Request only what you need. If disability isn’t obvious and the connection to the requested accommodation isn’t clear, you can ask for documentation. But keep it focused. You need to know: does a qualifying disability exist, and what are the functional limitations? You don’t need full medical records. You don’t need a second opinion by default.
Don’t stop at one exchange. The interactive process continues. If the first accommodation doesn’t work, re-engage. If the employee’s situation changes, re-engage. Treating it as a box to check is how you end up in court.
Watch your timing. If someone requests accommodation and you respond by opening a performance improvement plan shortly after, courts read that sequence. The timing becomes evidence even without explicit statements. Keep these tracks separate, and document why.

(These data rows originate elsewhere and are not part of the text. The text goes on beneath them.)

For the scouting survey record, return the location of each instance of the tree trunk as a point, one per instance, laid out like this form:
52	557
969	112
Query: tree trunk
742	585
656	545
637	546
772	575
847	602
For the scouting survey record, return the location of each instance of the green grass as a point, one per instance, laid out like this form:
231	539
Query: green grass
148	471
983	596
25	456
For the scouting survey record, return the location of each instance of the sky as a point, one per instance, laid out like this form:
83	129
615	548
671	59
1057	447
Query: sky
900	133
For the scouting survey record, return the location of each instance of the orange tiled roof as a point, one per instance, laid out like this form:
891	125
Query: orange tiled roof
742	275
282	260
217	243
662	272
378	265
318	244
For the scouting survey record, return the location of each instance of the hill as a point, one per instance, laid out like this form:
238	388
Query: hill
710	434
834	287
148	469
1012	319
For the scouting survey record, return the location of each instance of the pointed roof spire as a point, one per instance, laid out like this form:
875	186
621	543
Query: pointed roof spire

Let employees suggest their own accommodations. Katherine Macfarlane’s 2021 Fordham Law Review article makes a compelling case for a “hands-off” approach modeled on how employers handle religious accommodations—where an employee’s representation of their own belief is accepted at face value. Disability, like religion, is personal and experiential. A $300 pair of noise-canceling headphones requested by an employee with ADHD doesn’t need a physician to sign off on it.
The Bigger Picture#
There’s a reason Rutgers Law professor Katie Eyer has documented that disability is “significantly underclaimed” as a civil rights status. People who need accommodations often don’t ask for them because they know what’s coming: suspicion, paperwork, delays, and the implicit message that their self-knowledge about their own body isn’t trustworthy.

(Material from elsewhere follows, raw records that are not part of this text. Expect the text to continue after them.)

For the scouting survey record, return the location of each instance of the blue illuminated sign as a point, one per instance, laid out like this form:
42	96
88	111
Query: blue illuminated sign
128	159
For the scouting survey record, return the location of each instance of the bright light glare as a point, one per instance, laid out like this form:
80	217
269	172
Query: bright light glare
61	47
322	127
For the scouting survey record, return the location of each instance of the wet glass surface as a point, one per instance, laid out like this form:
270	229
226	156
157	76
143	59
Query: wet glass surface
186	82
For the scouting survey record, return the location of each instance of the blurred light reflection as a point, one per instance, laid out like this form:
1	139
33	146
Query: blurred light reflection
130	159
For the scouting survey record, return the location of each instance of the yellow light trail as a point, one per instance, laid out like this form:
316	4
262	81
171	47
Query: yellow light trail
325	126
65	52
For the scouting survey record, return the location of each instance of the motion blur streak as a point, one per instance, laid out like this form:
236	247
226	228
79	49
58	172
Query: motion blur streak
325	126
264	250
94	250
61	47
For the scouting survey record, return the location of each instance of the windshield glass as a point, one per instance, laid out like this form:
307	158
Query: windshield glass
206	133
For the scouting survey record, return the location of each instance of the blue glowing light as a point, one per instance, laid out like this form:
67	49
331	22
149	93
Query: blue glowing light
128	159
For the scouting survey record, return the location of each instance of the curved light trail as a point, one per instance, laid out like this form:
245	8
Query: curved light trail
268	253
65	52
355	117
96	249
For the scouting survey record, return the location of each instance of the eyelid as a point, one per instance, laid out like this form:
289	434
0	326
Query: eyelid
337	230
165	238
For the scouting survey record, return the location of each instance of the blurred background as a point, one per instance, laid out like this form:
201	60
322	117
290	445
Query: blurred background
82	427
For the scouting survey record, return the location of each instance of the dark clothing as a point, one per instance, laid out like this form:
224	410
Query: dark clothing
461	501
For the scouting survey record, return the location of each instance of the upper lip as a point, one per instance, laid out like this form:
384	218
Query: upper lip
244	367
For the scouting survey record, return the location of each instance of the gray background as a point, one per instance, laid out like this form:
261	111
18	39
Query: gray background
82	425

That’s not just an equity problem. It’s a productivity problem. Employees working without accommodations they need are less effective, more likely to burn out, and more likely to eventually file a complaint—or leave.
The interactive process works when it’s actually collaborative. It fails when it becomes a proof-of-disability audit that treats the employee as a problem to be managed rather than a person to be supported.
The good news is that fixing this is mostly free.